Friday, June 17, 2011

Jared P. Hubbard

A photograph of a bearded man in uniform."Dear Mother. We are at last out of fighting…at least for a while." So begins one of the letters from Jared P. Hubbard, a Union soldier with the Second Regiment New Hampshire Volunteer Infantry, to his mother. Jared was twenty-four when he joined the army. Married, he wrote to his wife Judith regularly, telling her about his experiences and describing his surroundings. The 2nd New Hampshire regiment, organized in 1861, was the longest serving volunteer regiment of the State of New Hampshire fighting in all the major battles of the Civil War, from Bull Run to Gettysburg.

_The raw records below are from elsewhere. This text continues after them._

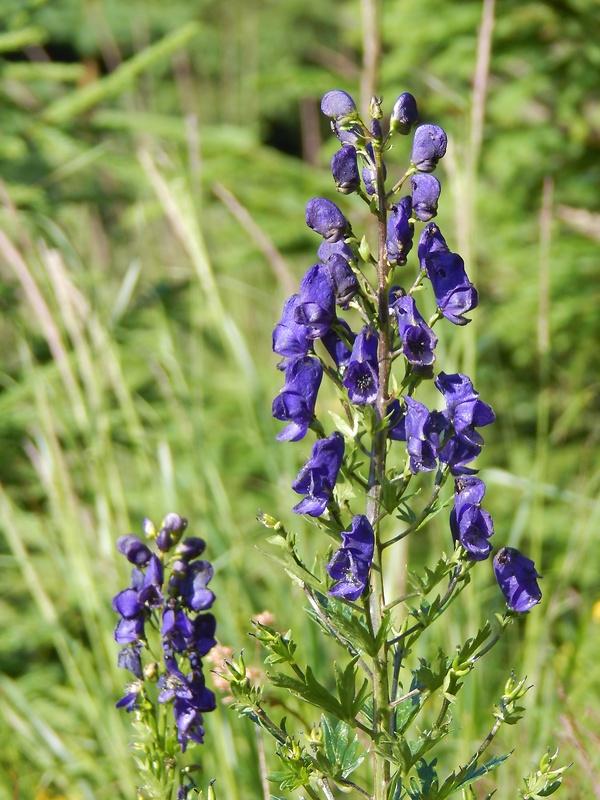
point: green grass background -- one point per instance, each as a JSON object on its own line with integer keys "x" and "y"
{"x": 155, "y": 160}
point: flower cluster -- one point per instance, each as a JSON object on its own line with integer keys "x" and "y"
{"x": 168, "y": 598}
{"x": 315, "y": 340}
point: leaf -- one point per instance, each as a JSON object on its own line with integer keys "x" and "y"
{"x": 309, "y": 690}
{"x": 468, "y": 775}
{"x": 340, "y": 749}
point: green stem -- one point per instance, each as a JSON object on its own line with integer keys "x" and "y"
{"x": 376, "y": 603}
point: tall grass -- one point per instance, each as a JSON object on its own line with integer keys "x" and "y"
{"x": 149, "y": 236}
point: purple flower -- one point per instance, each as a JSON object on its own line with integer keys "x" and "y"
{"x": 457, "y": 453}
{"x": 361, "y": 377}
{"x": 418, "y": 340}
{"x": 203, "y": 634}
{"x": 317, "y": 477}
{"x": 290, "y": 337}
{"x": 337, "y": 346}
{"x": 369, "y": 173}
{"x": 425, "y": 195}
{"x": 421, "y": 436}
{"x": 130, "y": 658}
{"x": 469, "y": 523}
{"x": 190, "y": 548}
{"x": 296, "y": 401}
{"x": 397, "y": 421}
{"x": 129, "y": 701}
{"x": 134, "y": 550}
{"x": 336, "y": 104}
{"x": 464, "y": 409}
{"x": 340, "y": 248}
{"x": 315, "y": 309}
{"x": 400, "y": 232}
{"x": 517, "y": 577}
{"x": 194, "y": 594}
{"x": 344, "y": 168}
{"x": 429, "y": 145}
{"x": 404, "y": 114}
{"x": 454, "y": 293}
{"x": 348, "y": 133}
{"x": 342, "y": 280}
{"x": 351, "y": 563}
{"x": 325, "y": 218}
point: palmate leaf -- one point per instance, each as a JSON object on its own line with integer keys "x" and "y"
{"x": 349, "y": 625}
{"x": 340, "y": 756}
{"x": 309, "y": 690}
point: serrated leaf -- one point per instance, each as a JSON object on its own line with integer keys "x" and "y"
{"x": 309, "y": 690}
{"x": 458, "y": 781}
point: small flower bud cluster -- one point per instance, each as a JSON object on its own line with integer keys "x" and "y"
{"x": 446, "y": 440}
{"x": 168, "y": 598}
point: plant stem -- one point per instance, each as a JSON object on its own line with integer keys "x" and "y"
{"x": 376, "y": 609}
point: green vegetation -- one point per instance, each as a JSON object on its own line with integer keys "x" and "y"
{"x": 155, "y": 160}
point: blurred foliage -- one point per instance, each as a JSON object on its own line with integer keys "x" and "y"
{"x": 137, "y": 305}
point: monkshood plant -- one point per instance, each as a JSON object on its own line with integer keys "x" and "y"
{"x": 355, "y": 322}
{"x": 165, "y": 631}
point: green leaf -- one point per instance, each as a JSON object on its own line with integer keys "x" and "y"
{"x": 309, "y": 690}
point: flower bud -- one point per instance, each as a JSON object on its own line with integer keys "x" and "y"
{"x": 325, "y": 217}
{"x": 404, "y": 114}
{"x": 336, "y": 104}
{"x": 164, "y": 541}
{"x": 429, "y": 145}
{"x": 134, "y": 550}
{"x": 399, "y": 232}
{"x": 344, "y": 168}
{"x": 517, "y": 577}
{"x": 425, "y": 195}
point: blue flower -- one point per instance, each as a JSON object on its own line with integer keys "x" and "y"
{"x": 454, "y": 293}
{"x": 469, "y": 523}
{"x": 296, "y": 401}
{"x": 429, "y": 145}
{"x": 517, "y": 577}
{"x": 422, "y": 436}
{"x": 400, "y": 232}
{"x": 325, "y": 218}
{"x": 361, "y": 377}
{"x": 418, "y": 340}
{"x": 351, "y": 563}
{"x": 404, "y": 114}
{"x": 315, "y": 310}
{"x": 318, "y": 476}
{"x": 342, "y": 280}
{"x": 336, "y": 104}
{"x": 464, "y": 409}
{"x": 290, "y": 338}
{"x": 344, "y": 168}
{"x": 337, "y": 346}
{"x": 425, "y": 195}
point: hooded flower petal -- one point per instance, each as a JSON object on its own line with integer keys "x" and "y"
{"x": 361, "y": 377}
{"x": 344, "y": 168}
{"x": 315, "y": 310}
{"x": 454, "y": 293}
{"x": 517, "y": 577}
{"x": 400, "y": 232}
{"x": 425, "y": 195}
{"x": 296, "y": 401}
{"x": 404, "y": 114}
{"x": 351, "y": 563}
{"x": 429, "y": 145}
{"x": 469, "y": 523}
{"x": 290, "y": 338}
{"x": 318, "y": 476}
{"x": 325, "y": 218}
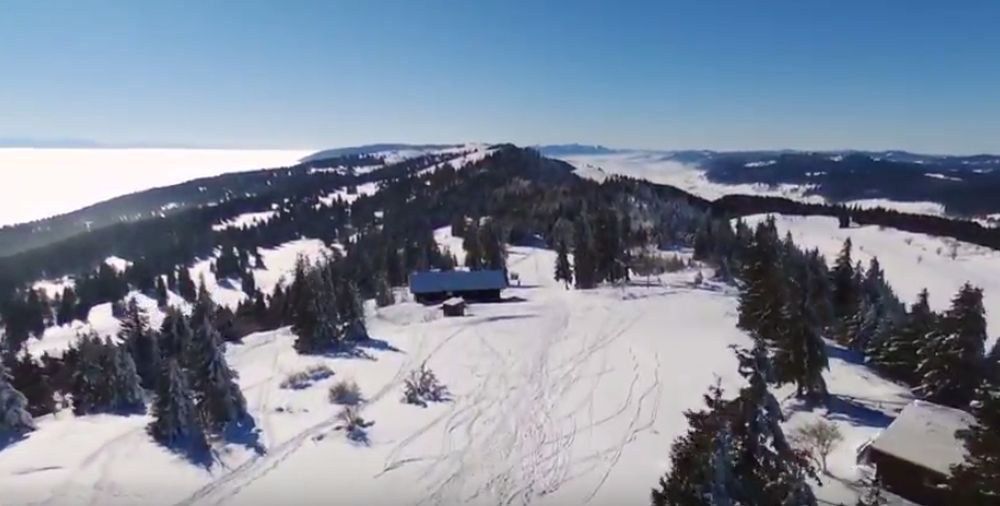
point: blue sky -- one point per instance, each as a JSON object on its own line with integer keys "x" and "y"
{"x": 917, "y": 75}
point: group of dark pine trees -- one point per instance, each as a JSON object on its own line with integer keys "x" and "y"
{"x": 790, "y": 302}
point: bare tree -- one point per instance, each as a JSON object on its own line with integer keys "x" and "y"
{"x": 817, "y": 439}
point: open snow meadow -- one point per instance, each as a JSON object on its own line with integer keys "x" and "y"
{"x": 557, "y": 397}
{"x": 38, "y": 183}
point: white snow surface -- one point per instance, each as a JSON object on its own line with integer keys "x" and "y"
{"x": 559, "y": 397}
{"x": 911, "y": 261}
{"x": 924, "y": 434}
{"x": 245, "y": 220}
{"x": 38, "y": 183}
{"x": 655, "y": 167}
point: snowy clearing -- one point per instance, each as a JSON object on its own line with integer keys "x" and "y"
{"x": 559, "y": 397}
{"x": 911, "y": 261}
{"x": 55, "y": 181}
{"x": 656, "y": 168}
{"x": 244, "y": 220}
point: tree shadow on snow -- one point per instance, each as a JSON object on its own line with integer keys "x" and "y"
{"x": 841, "y": 353}
{"x": 245, "y": 433}
{"x": 856, "y": 413}
{"x": 10, "y": 438}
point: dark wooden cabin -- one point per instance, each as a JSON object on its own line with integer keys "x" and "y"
{"x": 437, "y": 286}
{"x": 914, "y": 454}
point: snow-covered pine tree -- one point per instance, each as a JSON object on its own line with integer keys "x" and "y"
{"x": 584, "y": 255}
{"x": 142, "y": 342}
{"x": 897, "y": 354}
{"x": 696, "y": 463}
{"x": 14, "y": 416}
{"x": 473, "y": 247}
{"x": 800, "y": 353}
{"x": 383, "y": 292}
{"x": 494, "y": 251}
{"x": 977, "y": 480}
{"x": 219, "y": 398}
{"x": 176, "y": 422}
{"x": 175, "y": 335}
{"x": 124, "y": 381}
{"x": 161, "y": 292}
{"x": 845, "y": 289}
{"x": 89, "y": 384}
{"x": 351, "y": 311}
{"x": 952, "y": 358}
{"x": 762, "y": 296}
{"x": 770, "y": 471}
{"x": 564, "y": 271}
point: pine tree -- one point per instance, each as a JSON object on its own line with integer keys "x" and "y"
{"x": 142, "y": 343}
{"x": 32, "y": 380}
{"x": 977, "y": 480}
{"x": 473, "y": 247}
{"x": 219, "y": 398}
{"x": 770, "y": 471}
{"x": 584, "y": 256}
{"x": 845, "y": 289}
{"x": 124, "y": 382}
{"x": 185, "y": 285}
{"x": 800, "y": 355}
{"x": 494, "y": 252}
{"x": 694, "y": 457}
{"x": 952, "y": 359}
{"x": 161, "y": 292}
{"x": 176, "y": 422}
{"x": 383, "y": 292}
{"x": 67, "y": 307}
{"x": 14, "y": 416}
{"x": 350, "y": 311}
{"x": 564, "y": 271}
{"x": 898, "y": 354}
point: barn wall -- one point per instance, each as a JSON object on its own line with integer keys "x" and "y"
{"x": 908, "y": 480}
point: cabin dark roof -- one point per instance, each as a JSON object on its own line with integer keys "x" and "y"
{"x": 456, "y": 281}
{"x": 924, "y": 434}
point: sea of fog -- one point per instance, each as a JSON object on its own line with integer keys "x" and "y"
{"x": 37, "y": 183}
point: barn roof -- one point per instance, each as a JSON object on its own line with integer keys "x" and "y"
{"x": 457, "y": 281}
{"x": 924, "y": 434}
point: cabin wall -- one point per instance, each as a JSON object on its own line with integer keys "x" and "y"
{"x": 909, "y": 480}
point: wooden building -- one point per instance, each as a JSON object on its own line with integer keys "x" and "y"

At Gettysburg Jared narrowly escaped death when "the cannonading was the most terrific ever seen. The shells passed over our heads so close that we could feel the wind of it." Death, however, was everywhere. "The ground was actually covered with dead and wounded men, union and rebels all together, with hundreds of horses, and the stench was awful."

A handwritten letter.
51,000 men died in the three-day battle. Jared's regiment, which had entered the battle with 353 soldiers, saw 47 killed, 136 wounded and 36 missing in the first three hours. When not in battle Jared's letters depict the sometimes mundane, every day life of a Union soldier, from asking for more shirts and stamps from his wife to scolding his mother for her accusation that he cared "nothing for her interest."